Er machte sich auf den Weg zum Bäcker und stapfte mühsam durch die weiße Masse, die zu räumen niemand mehr imstande war. Beim Betreten des Ladens schlug ihm die feuchtwarme Luft der Backstube entgegen, und er fing in seiner dicken Winterkluft sofort an zu schwitzen.
Der Bäcker beäugte ihn wie immer skeptisch distanziert. Als Paul seine Zeitung bezahlen wollte, meldete sich sein Handy. Mit entschuldigender Geste legte er die Geldbörse beiseite und drückte die grüne Taste.
»Wo bleiben Sie denn?«, schepperte Victor Blohfelds Stimme aus dem Apparat. »Wir sind spät dran. Ich warte auf Sie!«
Mit Blohfelds Gönnerhaftigkeit schien es bereits wieder zu Ende zu sein. Paul bahnte sich seinen Weg durch das immer stärker werdende Schneegestöber zur nächsten Straßenbahnhaltestelle, wobei er sich den Schal schützend vor den Mund zog.

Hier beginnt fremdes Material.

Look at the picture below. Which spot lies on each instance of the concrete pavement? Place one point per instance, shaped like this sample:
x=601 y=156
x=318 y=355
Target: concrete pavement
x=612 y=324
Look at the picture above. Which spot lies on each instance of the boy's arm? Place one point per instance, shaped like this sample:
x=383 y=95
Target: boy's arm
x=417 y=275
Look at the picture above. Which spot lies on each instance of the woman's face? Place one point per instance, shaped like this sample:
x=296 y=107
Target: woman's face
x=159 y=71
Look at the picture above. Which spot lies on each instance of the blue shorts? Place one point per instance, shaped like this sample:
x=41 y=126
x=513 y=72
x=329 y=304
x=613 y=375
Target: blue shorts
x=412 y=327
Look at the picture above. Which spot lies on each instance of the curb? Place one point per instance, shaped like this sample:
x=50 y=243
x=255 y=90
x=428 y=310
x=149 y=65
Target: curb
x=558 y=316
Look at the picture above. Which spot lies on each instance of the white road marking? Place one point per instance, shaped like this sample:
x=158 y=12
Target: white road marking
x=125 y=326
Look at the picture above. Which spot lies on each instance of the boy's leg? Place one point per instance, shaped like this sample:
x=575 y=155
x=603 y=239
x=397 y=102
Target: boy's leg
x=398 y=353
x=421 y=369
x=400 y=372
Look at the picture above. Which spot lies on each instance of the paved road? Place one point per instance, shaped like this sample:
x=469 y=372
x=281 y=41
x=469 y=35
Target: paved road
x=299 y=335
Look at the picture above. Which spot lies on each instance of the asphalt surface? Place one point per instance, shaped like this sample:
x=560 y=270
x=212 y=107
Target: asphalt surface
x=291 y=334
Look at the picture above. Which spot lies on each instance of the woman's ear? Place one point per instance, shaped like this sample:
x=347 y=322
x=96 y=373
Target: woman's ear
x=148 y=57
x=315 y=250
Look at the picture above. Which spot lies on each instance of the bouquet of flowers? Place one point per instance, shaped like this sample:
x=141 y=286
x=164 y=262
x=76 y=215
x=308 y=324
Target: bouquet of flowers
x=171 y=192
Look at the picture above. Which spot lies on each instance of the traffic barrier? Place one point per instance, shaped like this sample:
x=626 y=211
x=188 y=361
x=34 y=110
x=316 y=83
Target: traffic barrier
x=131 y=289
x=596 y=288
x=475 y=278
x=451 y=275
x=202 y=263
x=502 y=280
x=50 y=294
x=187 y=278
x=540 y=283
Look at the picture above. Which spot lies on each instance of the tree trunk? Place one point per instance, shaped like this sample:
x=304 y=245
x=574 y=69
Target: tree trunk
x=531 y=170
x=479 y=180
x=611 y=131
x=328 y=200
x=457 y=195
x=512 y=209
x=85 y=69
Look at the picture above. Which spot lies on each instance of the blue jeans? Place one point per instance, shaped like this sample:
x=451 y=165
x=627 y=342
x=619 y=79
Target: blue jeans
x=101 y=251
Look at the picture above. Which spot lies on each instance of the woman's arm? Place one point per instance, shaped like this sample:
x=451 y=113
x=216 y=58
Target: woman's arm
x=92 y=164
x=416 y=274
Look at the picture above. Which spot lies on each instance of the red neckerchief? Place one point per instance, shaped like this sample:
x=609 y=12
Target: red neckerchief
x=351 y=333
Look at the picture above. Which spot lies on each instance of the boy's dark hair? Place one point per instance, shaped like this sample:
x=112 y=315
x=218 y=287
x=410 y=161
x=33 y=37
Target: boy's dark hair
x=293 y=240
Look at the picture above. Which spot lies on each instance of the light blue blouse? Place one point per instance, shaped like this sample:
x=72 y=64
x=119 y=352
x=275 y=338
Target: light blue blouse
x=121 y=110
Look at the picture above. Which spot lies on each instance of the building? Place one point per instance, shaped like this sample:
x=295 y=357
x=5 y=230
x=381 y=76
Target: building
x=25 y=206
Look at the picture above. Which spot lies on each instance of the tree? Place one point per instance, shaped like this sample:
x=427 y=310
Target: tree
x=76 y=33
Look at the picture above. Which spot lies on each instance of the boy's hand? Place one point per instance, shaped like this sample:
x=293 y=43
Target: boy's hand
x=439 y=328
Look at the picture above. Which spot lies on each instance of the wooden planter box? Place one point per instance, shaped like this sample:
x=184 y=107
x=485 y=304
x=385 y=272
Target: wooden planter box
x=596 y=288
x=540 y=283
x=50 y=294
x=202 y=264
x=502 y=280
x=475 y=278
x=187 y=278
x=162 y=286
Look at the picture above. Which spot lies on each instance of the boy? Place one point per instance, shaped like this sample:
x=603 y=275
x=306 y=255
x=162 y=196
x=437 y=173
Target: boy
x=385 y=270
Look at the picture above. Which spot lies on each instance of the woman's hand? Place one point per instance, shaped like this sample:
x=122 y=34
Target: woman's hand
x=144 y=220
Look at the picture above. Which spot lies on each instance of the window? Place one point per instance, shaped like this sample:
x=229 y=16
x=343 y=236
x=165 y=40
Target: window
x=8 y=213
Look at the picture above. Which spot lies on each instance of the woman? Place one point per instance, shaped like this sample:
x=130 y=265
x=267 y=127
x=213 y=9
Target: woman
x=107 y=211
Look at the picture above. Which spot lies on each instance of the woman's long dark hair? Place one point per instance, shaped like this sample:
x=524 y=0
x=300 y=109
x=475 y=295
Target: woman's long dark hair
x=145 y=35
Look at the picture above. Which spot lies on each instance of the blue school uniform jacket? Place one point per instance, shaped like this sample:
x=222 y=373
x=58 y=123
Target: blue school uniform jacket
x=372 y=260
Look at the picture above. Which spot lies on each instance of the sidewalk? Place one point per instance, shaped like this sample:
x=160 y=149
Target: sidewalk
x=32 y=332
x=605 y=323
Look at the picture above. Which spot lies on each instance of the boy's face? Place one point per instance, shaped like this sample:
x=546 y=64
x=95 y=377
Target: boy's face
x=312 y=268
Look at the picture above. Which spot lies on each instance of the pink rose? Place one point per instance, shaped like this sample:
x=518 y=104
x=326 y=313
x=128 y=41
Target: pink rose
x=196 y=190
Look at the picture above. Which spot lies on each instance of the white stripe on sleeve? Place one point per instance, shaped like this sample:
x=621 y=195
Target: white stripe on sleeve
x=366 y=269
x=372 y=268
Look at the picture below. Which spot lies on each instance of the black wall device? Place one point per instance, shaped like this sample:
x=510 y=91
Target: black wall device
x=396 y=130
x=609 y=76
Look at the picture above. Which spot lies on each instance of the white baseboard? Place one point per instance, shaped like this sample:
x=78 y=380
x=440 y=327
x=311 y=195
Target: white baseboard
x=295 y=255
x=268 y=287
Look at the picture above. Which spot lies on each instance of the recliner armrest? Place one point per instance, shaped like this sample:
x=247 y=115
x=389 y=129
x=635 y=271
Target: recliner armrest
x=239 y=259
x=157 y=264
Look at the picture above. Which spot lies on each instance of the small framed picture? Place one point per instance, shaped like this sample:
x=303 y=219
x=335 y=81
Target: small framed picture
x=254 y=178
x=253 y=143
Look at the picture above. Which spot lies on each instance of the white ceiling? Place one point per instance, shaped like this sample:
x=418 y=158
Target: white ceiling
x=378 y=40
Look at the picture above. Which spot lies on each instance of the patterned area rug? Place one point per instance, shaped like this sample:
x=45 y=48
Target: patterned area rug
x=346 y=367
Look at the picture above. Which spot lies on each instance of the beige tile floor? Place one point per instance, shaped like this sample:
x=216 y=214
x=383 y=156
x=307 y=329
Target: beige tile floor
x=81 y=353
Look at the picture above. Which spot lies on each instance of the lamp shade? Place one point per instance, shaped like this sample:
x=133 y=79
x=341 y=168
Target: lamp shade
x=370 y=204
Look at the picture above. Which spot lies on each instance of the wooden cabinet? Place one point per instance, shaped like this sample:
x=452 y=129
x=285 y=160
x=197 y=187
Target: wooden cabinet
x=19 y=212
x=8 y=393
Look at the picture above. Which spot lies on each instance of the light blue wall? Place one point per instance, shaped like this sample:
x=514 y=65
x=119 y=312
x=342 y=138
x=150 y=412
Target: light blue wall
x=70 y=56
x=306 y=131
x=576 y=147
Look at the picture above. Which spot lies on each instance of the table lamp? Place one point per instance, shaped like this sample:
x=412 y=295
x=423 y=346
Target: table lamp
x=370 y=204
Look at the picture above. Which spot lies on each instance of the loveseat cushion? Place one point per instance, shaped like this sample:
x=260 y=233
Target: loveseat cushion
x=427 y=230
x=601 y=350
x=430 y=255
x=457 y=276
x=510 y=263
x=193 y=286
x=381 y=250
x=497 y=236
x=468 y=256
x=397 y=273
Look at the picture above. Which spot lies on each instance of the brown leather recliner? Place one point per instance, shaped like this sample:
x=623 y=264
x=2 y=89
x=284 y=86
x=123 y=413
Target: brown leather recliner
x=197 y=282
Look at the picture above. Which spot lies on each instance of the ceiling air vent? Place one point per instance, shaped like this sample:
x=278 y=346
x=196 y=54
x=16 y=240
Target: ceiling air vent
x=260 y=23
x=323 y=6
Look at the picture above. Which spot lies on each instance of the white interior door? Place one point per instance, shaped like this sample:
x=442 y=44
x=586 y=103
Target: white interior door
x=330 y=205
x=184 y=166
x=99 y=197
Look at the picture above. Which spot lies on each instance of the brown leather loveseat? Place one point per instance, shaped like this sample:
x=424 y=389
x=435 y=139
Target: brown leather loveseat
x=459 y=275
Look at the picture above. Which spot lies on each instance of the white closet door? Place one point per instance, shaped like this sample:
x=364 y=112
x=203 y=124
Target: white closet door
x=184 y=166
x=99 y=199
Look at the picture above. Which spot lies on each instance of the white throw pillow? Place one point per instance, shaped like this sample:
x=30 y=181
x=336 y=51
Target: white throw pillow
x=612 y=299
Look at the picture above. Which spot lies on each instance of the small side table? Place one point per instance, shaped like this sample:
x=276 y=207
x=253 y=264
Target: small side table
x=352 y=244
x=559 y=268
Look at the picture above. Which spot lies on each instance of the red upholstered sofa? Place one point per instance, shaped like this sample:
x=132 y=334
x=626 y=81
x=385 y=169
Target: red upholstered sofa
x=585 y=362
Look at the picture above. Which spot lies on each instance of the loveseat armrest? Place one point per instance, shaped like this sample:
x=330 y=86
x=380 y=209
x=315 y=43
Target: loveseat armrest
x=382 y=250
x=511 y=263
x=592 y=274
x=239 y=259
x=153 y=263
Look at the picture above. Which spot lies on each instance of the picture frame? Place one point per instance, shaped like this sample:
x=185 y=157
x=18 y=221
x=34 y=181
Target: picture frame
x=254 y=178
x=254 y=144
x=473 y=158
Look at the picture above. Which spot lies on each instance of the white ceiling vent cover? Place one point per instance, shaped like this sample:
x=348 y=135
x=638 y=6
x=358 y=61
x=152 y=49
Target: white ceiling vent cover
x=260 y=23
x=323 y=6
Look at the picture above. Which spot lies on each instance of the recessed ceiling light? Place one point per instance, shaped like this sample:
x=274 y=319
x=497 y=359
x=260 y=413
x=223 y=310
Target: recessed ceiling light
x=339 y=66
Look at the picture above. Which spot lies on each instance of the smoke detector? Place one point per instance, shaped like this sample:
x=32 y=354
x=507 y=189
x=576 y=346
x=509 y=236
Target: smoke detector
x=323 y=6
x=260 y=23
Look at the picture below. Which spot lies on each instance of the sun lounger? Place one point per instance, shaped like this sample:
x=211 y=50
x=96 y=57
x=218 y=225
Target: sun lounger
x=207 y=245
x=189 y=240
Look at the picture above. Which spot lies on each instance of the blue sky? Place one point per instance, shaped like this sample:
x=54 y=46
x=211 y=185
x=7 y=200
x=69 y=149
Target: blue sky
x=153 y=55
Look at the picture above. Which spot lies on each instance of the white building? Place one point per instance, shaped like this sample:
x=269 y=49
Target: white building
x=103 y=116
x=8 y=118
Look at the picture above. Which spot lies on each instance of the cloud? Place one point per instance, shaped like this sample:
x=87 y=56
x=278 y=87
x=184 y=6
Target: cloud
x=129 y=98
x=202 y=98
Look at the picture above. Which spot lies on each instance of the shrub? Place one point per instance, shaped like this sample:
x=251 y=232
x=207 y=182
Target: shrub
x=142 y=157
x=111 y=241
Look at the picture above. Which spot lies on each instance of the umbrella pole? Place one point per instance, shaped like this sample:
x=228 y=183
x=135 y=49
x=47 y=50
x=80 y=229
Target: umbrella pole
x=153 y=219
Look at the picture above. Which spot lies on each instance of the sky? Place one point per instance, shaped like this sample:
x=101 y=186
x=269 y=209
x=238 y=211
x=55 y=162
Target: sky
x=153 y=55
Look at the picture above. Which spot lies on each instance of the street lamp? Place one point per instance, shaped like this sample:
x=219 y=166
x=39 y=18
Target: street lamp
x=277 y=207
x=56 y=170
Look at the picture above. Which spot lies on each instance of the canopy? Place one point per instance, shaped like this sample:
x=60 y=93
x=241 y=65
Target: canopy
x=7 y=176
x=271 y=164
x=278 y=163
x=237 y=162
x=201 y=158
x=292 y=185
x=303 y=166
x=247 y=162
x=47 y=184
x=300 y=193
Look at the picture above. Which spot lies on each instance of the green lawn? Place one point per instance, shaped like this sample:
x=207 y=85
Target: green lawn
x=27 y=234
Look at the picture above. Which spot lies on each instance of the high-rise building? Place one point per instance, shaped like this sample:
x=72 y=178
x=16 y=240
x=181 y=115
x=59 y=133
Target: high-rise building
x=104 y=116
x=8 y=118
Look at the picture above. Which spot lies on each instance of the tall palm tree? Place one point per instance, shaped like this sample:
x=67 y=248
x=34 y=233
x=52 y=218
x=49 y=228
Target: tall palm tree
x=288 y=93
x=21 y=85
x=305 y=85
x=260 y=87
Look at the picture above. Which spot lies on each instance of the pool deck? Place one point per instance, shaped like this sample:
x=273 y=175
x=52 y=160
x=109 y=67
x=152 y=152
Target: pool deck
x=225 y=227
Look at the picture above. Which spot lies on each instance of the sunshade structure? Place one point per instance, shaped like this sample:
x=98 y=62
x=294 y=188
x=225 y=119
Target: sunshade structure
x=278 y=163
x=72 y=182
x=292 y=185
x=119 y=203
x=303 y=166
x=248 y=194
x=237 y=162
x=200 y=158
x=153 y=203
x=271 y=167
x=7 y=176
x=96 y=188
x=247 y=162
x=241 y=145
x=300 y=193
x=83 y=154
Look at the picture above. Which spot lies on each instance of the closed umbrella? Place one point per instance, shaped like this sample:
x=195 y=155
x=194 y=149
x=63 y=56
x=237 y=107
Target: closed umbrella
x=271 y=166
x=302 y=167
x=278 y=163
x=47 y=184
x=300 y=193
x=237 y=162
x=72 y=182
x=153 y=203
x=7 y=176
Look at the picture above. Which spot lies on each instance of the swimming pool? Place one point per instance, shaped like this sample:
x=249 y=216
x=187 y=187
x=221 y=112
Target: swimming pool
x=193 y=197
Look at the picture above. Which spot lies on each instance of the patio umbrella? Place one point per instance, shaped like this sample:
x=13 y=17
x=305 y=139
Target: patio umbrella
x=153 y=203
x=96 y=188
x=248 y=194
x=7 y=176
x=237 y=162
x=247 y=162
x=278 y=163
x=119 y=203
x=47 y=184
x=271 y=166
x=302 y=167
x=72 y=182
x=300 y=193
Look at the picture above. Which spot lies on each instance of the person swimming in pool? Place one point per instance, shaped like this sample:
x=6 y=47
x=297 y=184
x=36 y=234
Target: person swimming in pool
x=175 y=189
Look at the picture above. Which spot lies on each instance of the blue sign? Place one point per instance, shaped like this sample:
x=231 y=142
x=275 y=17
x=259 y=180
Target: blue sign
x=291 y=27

Erschöpft ließ er sich in einen Sitz der Linie neun fallen und schaute beunruhigt auf die Uhr. Kurz bevor die Straßenbahn den zentralen Verkehrsknotenpunkt erreicht hatte, sah er den Reporter bereits vorm U-Bahn-Eingang stehen. Blohfelds graues Haar lugte unter einem ebenfalls grauen Hut hervor, die Himmelfahrtsnase leuchtete frostig rot.
»Das waren mehr als fünfzehn Minuten«, grüßte der Reporter mit einem angedeuteten Lächeln.
Paul passte Blohfelds Ton ganz und gar nicht. Ihm wurde ein Mal mehr klar, warum er sich vor Jahren dagegen entschieden hatte, sein Geld als Pressefotograf zu verdienen.